Since about half a year my podcast subscriptions includes RCE-Cast, an interesting show run by very knowledgable hosts about HPC related topics. One of their more recent episodes was on the Datadive project by Datakind.
From the website:
DataKind brings together leading data scientists with high impact social organizations through a comprehensive, collaborative approach that leads to shared insights, greater understanding, and positive action through data in the service of humanity.
I liked the idea and, while I have plenty of scuba diving experience, data diving was not something I was very familiar with. The problems I have worked on so far have pretty much always been big CPU vs big data. Thus I followed their Twitter feed and signed up to the London event (first in the UK/Europe?) when I heard about it.
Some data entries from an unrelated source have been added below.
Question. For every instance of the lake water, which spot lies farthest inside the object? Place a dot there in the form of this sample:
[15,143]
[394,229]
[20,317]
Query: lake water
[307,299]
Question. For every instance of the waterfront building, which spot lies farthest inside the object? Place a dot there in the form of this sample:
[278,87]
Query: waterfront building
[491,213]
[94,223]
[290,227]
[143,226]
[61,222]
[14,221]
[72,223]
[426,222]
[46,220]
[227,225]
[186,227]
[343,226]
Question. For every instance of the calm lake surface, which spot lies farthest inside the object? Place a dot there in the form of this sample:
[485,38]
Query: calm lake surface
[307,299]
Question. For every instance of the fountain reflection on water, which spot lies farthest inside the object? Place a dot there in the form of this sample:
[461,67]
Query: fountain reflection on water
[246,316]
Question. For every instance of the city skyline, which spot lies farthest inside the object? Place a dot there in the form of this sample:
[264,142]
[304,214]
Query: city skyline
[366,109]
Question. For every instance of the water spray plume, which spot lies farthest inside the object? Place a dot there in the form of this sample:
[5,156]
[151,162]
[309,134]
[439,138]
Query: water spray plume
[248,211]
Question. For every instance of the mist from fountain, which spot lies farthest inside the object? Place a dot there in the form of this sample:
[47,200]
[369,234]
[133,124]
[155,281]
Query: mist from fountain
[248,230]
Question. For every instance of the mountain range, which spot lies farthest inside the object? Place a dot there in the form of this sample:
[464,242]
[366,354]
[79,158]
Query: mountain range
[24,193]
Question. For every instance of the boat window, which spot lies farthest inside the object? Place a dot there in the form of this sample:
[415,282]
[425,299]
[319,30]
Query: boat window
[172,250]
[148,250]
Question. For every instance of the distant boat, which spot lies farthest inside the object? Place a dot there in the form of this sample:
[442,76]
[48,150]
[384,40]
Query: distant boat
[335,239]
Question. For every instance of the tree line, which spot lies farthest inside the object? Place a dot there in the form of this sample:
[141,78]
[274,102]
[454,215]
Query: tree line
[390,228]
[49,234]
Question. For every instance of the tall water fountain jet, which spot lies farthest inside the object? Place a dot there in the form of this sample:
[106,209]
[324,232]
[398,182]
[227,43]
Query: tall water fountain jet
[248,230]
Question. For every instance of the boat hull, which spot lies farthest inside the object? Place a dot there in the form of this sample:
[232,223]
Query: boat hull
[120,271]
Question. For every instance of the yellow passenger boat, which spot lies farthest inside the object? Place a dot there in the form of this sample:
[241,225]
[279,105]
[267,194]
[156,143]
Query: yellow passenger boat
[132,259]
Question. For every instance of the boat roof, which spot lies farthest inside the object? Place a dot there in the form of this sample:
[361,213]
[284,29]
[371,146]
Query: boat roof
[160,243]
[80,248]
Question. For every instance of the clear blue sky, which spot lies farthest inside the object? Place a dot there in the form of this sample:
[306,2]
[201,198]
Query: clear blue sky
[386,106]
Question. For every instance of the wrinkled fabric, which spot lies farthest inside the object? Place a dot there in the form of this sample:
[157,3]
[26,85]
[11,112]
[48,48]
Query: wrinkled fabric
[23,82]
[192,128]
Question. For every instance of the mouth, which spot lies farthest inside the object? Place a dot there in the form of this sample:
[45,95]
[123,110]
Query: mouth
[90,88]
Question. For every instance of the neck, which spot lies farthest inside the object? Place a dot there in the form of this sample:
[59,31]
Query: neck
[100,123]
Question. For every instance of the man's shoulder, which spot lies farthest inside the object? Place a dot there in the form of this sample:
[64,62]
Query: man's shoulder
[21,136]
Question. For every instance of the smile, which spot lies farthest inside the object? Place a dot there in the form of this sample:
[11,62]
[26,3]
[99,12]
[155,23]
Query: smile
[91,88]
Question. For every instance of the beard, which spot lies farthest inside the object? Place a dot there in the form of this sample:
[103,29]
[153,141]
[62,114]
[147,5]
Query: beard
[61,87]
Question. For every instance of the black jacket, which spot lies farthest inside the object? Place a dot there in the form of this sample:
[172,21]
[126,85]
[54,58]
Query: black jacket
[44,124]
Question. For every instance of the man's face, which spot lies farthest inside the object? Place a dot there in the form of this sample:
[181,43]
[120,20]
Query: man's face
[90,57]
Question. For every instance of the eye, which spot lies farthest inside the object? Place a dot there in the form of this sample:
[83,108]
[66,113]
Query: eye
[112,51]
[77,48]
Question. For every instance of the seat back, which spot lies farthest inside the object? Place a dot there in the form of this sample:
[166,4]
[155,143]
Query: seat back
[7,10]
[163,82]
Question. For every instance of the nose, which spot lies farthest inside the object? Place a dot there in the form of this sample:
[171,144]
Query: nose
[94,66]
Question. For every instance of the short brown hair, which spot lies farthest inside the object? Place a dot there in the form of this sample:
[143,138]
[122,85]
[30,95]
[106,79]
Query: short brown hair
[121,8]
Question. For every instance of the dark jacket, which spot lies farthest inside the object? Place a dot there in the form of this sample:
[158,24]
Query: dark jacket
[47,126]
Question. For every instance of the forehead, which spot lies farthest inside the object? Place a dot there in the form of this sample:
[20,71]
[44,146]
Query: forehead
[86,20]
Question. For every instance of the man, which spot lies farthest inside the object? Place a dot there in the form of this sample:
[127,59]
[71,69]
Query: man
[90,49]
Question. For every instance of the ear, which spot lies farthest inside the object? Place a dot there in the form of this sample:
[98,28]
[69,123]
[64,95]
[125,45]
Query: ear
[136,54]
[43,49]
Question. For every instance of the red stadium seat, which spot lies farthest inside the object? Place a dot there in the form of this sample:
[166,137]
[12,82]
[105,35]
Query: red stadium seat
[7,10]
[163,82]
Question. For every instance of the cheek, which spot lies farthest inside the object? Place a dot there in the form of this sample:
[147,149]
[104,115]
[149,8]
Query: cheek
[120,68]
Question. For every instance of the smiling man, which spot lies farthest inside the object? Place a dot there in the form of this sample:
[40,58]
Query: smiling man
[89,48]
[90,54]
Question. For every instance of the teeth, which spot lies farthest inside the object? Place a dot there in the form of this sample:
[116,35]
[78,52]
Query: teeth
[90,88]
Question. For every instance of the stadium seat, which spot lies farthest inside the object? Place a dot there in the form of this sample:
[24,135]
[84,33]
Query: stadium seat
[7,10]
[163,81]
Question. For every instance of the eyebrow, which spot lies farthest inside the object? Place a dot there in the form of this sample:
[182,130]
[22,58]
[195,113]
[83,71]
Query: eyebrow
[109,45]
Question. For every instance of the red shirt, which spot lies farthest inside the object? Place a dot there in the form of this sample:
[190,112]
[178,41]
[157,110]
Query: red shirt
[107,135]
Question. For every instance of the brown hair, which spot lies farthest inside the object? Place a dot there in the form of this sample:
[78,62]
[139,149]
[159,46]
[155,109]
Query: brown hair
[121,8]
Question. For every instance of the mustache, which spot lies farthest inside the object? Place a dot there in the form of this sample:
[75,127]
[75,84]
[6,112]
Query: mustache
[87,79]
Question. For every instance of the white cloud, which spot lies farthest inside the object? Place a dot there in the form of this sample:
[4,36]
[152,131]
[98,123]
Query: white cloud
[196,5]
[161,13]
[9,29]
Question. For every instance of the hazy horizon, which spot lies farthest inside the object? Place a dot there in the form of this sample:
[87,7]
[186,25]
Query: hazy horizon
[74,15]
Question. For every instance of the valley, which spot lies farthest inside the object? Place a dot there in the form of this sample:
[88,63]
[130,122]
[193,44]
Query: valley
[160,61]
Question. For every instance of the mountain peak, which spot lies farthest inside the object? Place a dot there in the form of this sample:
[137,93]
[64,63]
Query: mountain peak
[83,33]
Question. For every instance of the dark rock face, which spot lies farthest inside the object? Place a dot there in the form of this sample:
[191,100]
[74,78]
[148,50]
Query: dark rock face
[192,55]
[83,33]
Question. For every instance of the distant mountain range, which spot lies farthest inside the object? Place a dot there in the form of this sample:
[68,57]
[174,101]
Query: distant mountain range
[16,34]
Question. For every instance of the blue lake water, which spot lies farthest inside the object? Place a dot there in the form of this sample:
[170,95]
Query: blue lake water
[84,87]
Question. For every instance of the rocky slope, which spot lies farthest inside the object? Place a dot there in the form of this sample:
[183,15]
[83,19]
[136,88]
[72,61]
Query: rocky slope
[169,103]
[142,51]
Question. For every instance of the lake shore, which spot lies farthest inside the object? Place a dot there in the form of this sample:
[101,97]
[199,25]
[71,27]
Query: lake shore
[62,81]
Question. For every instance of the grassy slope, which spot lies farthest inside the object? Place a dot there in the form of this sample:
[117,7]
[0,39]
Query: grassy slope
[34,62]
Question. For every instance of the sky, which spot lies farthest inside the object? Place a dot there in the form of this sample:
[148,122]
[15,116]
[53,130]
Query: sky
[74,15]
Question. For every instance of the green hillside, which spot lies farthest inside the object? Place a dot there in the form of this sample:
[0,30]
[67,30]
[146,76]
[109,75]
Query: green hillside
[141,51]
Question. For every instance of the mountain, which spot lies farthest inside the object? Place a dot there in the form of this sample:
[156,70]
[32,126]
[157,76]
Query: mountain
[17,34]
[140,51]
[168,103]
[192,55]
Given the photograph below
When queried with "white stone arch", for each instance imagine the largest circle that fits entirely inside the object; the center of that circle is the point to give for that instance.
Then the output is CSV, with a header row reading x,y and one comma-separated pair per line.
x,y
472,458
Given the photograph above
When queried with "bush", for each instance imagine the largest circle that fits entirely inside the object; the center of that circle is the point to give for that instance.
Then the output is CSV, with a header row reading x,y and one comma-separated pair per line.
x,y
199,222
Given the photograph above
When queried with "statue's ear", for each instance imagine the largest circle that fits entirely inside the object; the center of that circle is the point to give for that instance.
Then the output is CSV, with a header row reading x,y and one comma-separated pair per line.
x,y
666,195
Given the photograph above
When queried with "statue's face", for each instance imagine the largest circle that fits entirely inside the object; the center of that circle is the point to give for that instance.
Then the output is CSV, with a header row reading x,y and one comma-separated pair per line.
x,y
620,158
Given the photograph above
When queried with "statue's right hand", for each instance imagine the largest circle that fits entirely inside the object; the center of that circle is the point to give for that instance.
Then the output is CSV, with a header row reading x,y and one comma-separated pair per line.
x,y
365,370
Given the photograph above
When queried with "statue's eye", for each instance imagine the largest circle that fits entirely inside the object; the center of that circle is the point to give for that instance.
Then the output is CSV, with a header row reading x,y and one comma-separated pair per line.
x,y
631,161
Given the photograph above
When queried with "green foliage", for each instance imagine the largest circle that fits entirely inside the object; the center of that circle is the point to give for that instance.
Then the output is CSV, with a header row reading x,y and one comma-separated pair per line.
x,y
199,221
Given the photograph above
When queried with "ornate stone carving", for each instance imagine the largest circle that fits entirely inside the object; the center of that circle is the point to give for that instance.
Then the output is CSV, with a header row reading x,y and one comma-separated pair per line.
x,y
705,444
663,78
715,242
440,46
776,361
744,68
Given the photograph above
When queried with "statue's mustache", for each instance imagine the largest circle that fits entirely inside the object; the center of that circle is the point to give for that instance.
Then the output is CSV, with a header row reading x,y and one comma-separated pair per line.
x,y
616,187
National Rail had me arriving a little late and I was starting to get frustrated looking for the correct building but luckily I bumped into Sara Farmer (crisis mapper from UN Global Pulse and Standby Task Force fame and who I know via Taarifa & WaterMe) who pointed me in the right direction. The datadive had already kicked off with three main projects, each with quite a large team of 10-15 people. I joined the KeyFund project:
Keyfund invests in ideas. Groups plan, design and deliver their own projects, building confidence, aspirations, self-esteem and our 12 Keyfund skills. Through Keyfund, young people learn by doing. They experience first hand how effort can reap rewards and what it feels like to succeed.
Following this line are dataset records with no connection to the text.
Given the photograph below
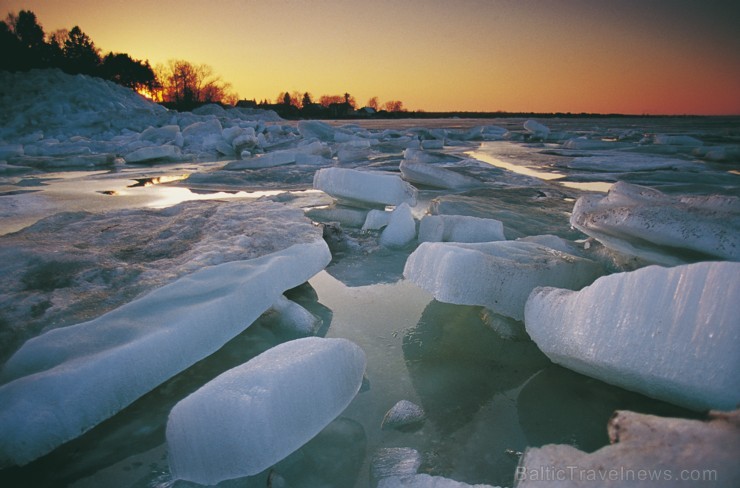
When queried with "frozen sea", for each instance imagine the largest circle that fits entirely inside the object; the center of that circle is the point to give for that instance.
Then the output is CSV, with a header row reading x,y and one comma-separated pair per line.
x,y
486,389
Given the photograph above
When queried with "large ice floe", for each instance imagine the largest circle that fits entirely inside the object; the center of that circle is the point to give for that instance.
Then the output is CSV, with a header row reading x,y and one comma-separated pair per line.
x,y
372,187
664,229
120,355
669,333
645,450
496,275
254,415
114,298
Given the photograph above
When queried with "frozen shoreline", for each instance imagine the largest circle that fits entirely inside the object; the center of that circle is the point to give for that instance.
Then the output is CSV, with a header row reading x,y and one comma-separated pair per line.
x,y
66,156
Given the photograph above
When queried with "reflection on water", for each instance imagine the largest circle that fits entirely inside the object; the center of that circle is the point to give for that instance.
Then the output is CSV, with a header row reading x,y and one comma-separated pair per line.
x,y
522,162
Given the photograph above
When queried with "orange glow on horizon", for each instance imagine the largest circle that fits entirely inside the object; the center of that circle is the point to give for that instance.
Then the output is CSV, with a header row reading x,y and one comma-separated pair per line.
x,y
595,56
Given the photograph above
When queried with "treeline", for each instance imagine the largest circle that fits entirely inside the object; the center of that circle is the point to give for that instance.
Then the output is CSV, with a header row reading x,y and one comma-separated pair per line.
x,y
178,84
24,45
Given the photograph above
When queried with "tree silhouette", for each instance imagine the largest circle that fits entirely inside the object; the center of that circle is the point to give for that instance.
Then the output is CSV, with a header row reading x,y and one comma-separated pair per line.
x,y
122,69
80,53
186,85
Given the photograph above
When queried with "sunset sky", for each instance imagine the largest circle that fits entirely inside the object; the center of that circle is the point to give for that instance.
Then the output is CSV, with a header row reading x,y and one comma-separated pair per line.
x,y
626,56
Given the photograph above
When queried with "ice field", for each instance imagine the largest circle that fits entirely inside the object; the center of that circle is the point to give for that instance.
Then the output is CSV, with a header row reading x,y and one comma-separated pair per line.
x,y
225,297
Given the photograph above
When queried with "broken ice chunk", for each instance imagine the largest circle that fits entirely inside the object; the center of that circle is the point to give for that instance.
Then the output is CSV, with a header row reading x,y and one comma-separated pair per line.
x,y
647,444
459,228
394,461
670,230
536,129
496,275
669,333
365,186
401,228
426,174
256,414
425,481
64,382
148,154
403,415
293,317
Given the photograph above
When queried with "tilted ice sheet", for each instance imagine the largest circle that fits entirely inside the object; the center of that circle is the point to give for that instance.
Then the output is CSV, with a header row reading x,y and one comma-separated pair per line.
x,y
72,267
669,333
496,275
665,229
66,381
254,415
372,187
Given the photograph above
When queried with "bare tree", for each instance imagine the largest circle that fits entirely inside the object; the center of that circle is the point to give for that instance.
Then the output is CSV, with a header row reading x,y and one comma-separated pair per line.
x,y
188,84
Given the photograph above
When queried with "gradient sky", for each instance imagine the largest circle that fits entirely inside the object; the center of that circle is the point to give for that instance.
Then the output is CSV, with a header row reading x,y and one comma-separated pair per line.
x,y
625,56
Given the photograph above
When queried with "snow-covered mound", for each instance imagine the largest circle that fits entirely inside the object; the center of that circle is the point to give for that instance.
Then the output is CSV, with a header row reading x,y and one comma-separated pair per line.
x,y
372,187
665,229
645,450
256,414
496,275
72,267
669,333
62,383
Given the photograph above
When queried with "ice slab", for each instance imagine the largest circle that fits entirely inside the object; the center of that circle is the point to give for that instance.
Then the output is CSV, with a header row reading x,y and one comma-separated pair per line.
x,y
536,129
645,450
425,174
394,461
401,228
373,187
668,333
291,316
153,153
254,415
66,381
75,266
403,415
670,230
459,228
496,275
523,211
425,481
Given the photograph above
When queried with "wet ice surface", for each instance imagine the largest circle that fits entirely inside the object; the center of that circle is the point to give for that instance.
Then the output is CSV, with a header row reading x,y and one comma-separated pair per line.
x,y
486,390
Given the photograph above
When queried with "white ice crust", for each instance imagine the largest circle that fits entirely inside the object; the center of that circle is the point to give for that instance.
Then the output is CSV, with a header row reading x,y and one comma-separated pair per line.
x,y
366,186
256,414
67,380
401,228
669,333
645,222
460,228
496,275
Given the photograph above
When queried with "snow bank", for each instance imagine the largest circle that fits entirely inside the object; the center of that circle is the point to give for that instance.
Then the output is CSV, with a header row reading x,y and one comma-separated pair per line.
x,y
67,380
256,414
459,228
75,266
665,229
496,275
669,333
49,119
645,450
365,186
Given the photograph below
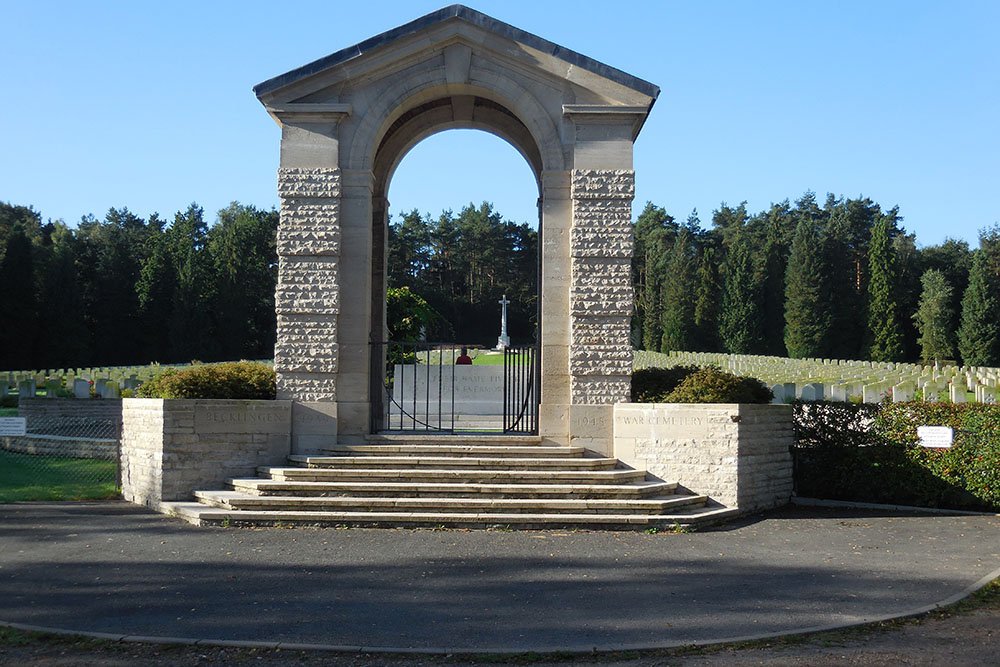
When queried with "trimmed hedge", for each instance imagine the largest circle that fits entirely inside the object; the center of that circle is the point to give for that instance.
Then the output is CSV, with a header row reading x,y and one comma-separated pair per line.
x,y
690,384
711,385
652,385
242,379
870,453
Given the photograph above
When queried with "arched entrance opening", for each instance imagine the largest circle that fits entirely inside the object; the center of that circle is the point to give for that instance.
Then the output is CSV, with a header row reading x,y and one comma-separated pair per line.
x,y
475,366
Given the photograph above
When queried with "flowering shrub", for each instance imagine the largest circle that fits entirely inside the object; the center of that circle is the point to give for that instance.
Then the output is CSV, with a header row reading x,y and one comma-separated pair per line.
x,y
242,379
871,453
711,385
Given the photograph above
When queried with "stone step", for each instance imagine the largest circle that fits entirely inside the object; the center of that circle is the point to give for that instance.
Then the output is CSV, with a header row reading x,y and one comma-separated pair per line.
x,y
235,500
453,462
476,439
438,474
505,451
200,514
636,489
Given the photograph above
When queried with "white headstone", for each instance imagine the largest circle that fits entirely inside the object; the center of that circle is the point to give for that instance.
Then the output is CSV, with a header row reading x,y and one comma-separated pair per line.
x,y
81,388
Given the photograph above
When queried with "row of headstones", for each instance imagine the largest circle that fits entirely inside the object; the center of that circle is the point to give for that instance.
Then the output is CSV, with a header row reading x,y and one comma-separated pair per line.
x,y
78,381
103,387
815,379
The group was divided into two subgroups and our task was to extract any trends from the 20-odd csv files on KeyFund projects & their participants. For example, what age groups were gaining the most from the different project stages, which facilitators (police, social services, community, …) were most successful in helping participants progress, etc.
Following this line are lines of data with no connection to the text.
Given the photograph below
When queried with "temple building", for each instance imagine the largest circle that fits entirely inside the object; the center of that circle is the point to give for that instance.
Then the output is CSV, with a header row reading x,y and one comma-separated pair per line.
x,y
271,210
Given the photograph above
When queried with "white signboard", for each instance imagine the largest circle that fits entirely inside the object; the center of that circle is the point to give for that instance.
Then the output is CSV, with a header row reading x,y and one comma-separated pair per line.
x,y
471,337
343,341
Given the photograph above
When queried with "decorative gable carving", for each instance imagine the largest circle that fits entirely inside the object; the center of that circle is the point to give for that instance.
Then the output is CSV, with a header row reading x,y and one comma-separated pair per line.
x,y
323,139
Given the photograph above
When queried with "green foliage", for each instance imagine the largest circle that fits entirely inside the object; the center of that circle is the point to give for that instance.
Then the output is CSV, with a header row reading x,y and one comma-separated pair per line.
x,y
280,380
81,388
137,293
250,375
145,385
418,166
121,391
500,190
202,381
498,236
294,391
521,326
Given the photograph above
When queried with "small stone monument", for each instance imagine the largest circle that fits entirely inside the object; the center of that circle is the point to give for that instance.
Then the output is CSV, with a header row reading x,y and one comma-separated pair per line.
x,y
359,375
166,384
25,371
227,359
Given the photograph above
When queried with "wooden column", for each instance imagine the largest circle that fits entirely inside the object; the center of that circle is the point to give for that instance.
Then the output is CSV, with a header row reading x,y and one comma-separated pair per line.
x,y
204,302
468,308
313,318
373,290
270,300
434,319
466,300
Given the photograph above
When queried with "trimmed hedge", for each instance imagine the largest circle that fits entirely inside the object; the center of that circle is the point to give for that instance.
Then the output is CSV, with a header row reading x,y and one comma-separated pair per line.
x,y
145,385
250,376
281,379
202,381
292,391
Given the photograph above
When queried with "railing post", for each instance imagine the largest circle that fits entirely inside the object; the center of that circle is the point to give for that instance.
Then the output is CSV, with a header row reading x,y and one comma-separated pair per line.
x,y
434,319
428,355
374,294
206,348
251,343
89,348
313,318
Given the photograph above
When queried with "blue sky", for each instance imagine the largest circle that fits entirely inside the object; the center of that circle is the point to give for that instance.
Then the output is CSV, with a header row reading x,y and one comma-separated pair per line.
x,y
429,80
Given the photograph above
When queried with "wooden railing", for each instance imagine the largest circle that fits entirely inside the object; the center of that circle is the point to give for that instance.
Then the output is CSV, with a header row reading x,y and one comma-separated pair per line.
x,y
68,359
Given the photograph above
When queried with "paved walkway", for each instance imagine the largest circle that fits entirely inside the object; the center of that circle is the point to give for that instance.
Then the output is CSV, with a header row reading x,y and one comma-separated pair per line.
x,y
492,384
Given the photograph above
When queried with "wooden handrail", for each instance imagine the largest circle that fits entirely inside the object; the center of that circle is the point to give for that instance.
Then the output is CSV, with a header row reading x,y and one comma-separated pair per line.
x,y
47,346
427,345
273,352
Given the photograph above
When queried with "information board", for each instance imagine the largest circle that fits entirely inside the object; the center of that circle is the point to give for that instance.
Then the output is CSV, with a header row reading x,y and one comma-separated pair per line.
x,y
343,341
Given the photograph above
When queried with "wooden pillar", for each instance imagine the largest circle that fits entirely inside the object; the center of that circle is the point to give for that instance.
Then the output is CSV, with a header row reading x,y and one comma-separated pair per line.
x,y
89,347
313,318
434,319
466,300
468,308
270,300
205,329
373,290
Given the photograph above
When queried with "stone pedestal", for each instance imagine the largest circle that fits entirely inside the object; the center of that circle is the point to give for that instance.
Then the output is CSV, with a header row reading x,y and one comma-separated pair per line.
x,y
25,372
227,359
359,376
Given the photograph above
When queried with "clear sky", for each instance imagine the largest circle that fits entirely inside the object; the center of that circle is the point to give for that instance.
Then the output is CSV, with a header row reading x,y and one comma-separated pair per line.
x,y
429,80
As I arrived quite late I missed the initial briefings so it took me a while to understand how the data fitted together but I contributed where I could with some scripting & data visualization. In the process I learnt a lot from seeing how others tackled the problem and the tools they used.
In general my take home messages were:
- First and formost, make sure you understand the problem domain and how the data was collected. Without this everything else is just a waste of time.
- Save yourself a lot of fiddling by ensuring you have a proper data dev environment setup with the necessary analysis libraries, database server/admin tools, CSV processing tools, visualization tools, etc.
- R is really useful and worth learning, together with a good foundation in stats. Time to start watching those Coursera classes.
- Some Excel foo is always useful to have
- Tableau is a really nice data visualization tool, though the fact that you can’t export to an image in the free version is just silly.
- CSV is the lingua franca of data analysis but save yourself a headache and try to use the same formatting rules & conventions throughout the analysis
Pretty obvious really, though it always adds an extra dimension to actually experience why they are important. Putting them all together then allows you to produce some really nice plots & PowerPoint choreography.
For example, using a box plot we can see that as the participants move through the stages they rate themselves higher across all skills. Progress!
We can also look at the distribution of stages across age groups and facilitators:
.. and link it to geographic deprivation:
Even simple wordle’s like this one (from team names) can be useful:
So overall a great event, shame I could not make it to the second day to see the final presentations. It was great to chat with the diverse mix of attendees, especially with DataKind founder Jake Porway himself after hearing him on the RCE podcast.
Lots more added to my “to-learn” list. Hope to get some of that done before the next data analysis event I will be attending: Rewired State: Parilament 2012.